Cells commit to proliferate, or not, during the G1 phase of the cell cycle. The decision to enter the cell cycle from the resting Go phase is influenced by the summation of extracellular signals, such as nutrients and mitogens. The point in G1 at which commitment occurs, when the cell no longer requires growth factors to complete cell division, is termed the restriction point. Once cells pass this point, they are irreversibly committed to complete the cycle. This complex molecular checkpoint, that impinges on the cell cycle apparatus at many levels, remains poorly understood. However, it is well recognized that loss of the G1/S checkpoint(s) is an important step in the initiation of cancer. We want to better define the signaling pathways that govern the G1 to S phase progression for a better understanding of cancer and the development of novel therapeutics.

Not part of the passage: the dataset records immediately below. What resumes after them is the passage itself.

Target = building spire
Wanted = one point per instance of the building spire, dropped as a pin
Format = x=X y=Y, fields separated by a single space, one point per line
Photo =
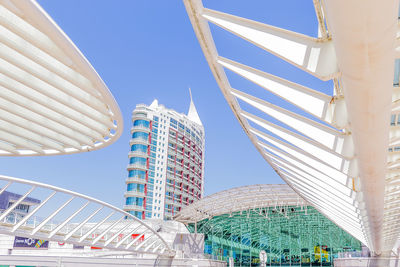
x=192 y=114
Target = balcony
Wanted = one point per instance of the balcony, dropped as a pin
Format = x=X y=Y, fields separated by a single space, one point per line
x=134 y=194
x=135 y=180
x=136 y=166
x=138 y=154
x=140 y=115
x=139 y=128
x=133 y=207
x=139 y=140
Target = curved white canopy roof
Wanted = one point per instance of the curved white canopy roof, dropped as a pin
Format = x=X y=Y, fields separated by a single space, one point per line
x=240 y=199
x=52 y=101
x=338 y=151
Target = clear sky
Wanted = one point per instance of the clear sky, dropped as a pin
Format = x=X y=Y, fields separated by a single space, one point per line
x=147 y=49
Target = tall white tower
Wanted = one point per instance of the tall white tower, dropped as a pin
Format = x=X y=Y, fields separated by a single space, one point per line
x=166 y=161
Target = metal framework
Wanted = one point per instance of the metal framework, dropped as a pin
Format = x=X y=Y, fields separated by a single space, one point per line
x=336 y=157
x=52 y=101
x=242 y=221
x=243 y=198
x=81 y=220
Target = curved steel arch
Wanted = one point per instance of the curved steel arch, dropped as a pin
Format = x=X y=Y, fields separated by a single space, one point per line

We are particularly interested in the cyclin/cdk inhibitor p27Kip1. This protein was first identified as a negative regulator of G1 phase cell cycle progression. Based on tumor predisposition of p27Kip1 null mice, p27Kip1 is regarded as a nuclear tumor suppressor. However, human malignancies rarely select for deletion/inactivation of the p27Kip1 gene, a hallmark of tumor suppressor genes. Instead, p27Kip1 is often found either absent from the nucleus (and cell) or relocalized to the cytoplasm in some aggressive, metastatic malignancies. We found that p27Kip1 was strongly present in the cytoplasm of human invasive and metastatic melanomas. Using in vivo experimental models of metastasis, we showed that cytoplasmic p27Kip1 dramatically increases the metastatic potential of melanoma. Cytoplasmic p27Kip1 is also observed in 41% of human breast cancers and this is correlated with poor patient prognosis.
Projects in the lab:
- Development of a transgenic mouse model to study the role of cytoplasmic p27 in breast cancer.
- Live cell imaging of mammary epithelial cells in 3-D cultures as a model to study the role of cell cycle regulators in breast cancer.
- Identification and characterization of novel mammalian cyclins involved in G1/S progression of the cell cycle.